Quando la tecnologia promette la verità, la letteratura ci salva
Yari Selvetella esplora un mondo dove un’app conosce ogni risposta, ma solo i libri ci insegnano a fare le domande giuste

La funzione segreta della letteratura è metterci a nudo. Come una lente spietata, i libri ci osservano da vicino e ci obbligano a porci domande su chi siamo e su cosa stia diventando il mondo. È un lavoro silenzioso, a tratti invisibile: scruta e rivela, ci fa viaggiare lontano per riportarci – inevitabilmente – dentro.
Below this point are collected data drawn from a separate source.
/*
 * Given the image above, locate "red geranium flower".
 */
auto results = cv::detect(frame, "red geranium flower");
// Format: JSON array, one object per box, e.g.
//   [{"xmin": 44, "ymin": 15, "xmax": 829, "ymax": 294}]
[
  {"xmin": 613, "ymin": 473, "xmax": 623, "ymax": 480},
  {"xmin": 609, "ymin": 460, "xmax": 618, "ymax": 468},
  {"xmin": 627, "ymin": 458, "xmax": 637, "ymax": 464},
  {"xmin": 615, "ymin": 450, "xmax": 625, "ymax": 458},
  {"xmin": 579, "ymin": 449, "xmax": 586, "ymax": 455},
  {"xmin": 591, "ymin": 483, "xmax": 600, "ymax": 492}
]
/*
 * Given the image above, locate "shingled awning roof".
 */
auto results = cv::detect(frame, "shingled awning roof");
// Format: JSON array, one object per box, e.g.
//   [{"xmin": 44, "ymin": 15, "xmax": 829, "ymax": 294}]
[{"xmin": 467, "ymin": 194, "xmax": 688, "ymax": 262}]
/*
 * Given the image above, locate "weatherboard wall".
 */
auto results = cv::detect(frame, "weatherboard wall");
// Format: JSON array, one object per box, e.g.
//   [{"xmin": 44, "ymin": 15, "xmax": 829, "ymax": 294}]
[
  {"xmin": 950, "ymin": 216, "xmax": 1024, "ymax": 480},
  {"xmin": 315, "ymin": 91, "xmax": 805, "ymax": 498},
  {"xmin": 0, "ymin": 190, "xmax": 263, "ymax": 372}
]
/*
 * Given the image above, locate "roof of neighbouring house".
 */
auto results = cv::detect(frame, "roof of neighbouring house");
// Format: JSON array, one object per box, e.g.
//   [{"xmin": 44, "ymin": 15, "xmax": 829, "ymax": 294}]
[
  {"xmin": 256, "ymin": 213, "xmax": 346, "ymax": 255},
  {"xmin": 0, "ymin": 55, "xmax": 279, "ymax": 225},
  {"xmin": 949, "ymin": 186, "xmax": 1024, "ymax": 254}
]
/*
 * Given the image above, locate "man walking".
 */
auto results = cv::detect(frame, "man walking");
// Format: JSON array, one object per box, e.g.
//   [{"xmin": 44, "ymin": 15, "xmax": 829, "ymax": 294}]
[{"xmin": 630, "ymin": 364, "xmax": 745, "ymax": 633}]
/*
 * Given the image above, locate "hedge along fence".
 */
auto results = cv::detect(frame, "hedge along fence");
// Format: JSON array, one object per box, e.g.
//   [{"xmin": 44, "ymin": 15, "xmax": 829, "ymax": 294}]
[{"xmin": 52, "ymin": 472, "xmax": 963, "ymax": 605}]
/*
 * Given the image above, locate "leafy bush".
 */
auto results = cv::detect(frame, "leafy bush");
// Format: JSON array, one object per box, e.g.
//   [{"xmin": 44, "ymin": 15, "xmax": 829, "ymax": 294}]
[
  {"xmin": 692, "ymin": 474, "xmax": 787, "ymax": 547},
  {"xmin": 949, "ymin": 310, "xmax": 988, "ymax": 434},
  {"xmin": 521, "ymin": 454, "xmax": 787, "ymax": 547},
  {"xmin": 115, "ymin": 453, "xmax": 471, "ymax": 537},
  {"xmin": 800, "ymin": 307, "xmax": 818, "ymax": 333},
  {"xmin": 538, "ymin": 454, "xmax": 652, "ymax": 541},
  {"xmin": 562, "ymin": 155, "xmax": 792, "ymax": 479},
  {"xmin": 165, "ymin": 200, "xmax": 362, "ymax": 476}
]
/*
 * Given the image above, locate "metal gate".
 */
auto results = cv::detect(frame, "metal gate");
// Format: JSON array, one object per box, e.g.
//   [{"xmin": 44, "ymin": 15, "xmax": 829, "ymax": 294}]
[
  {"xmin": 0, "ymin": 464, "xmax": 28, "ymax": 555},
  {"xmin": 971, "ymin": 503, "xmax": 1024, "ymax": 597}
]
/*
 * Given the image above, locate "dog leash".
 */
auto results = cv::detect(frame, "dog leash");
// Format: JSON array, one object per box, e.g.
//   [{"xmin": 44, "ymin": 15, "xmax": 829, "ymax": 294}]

È questo il cuore pulsante della nuova puntata del vodcast di QN Il piacere della lettura che ha ospitato Yari Selvetella, autore de La mezz’ora della verità (Mondadori).
Il romanzo ruota attorno a Varami, un'applicazione che risponde con la verità a qualsiasi domanda. All’inizio sembra un gioco, un sogno antico diventato realtà. Ma più la tecnologia si affina, più la verità si allontana. “Abbiamo tantissime fonti che sembrano avvicinarci alla verità – dice l’autore – ma più ci proviamo e più questa si sfila tra le mani”.In un’epoca in cui ci illudiamo di poter verificare ogni cosa, la verità si allontana come un miraggio. Non perché non esista, ma perché non sappiamo più porci le domande giuste. Non è un caso che La mezz’ora della verità sia strutturato come una cronaca di quattro settimane: ogni giorno un passo in più in un presente che assomiglia in modo inquietante al nostro. Condomini, studenti, operai, intellettuali: tutti immersi in una quotidianità in cui la tecnologia promette di semplificare, e invece complica, confonde, invade”.
Non è distopia, precisa Selvetella, è soltanto realtà, filtrata da uno sguardo capace di coglierne il lato più inquietante e umano, insieme.L’autore cita Vittorio De Sica e Cesare Zavattini come ispirazione, ma anche Philip K. Dick e Orwell, quasi a prevenire la facile etichetta di “romanzo distopico”. Il tono di Selvetella è più quello di un osservatore affilato e disilluso che quello del profeta. “A me piace partire dalla commedia,” spiega, “non quella che fa ridere, ma quella che nasce dall’osservazione minuta del quotidiano.”Il protagonista, Valentino Ricci, che compare esplicitamente solo a pagina 88, è un uomo che si definisce unicamente in relazione agli altri. In fondo è questo che facciamo anche noi, ogni giorno, persi tra social e schermi, in cerca di un riflesso che ci rassicuri, ma che a volte spaventa. La letteratura, in questo senso, è ancora una delle poche esperienze che ci obbliga alla relazione autentica, anche quando parla di algoritmi e intelligenze artificiali".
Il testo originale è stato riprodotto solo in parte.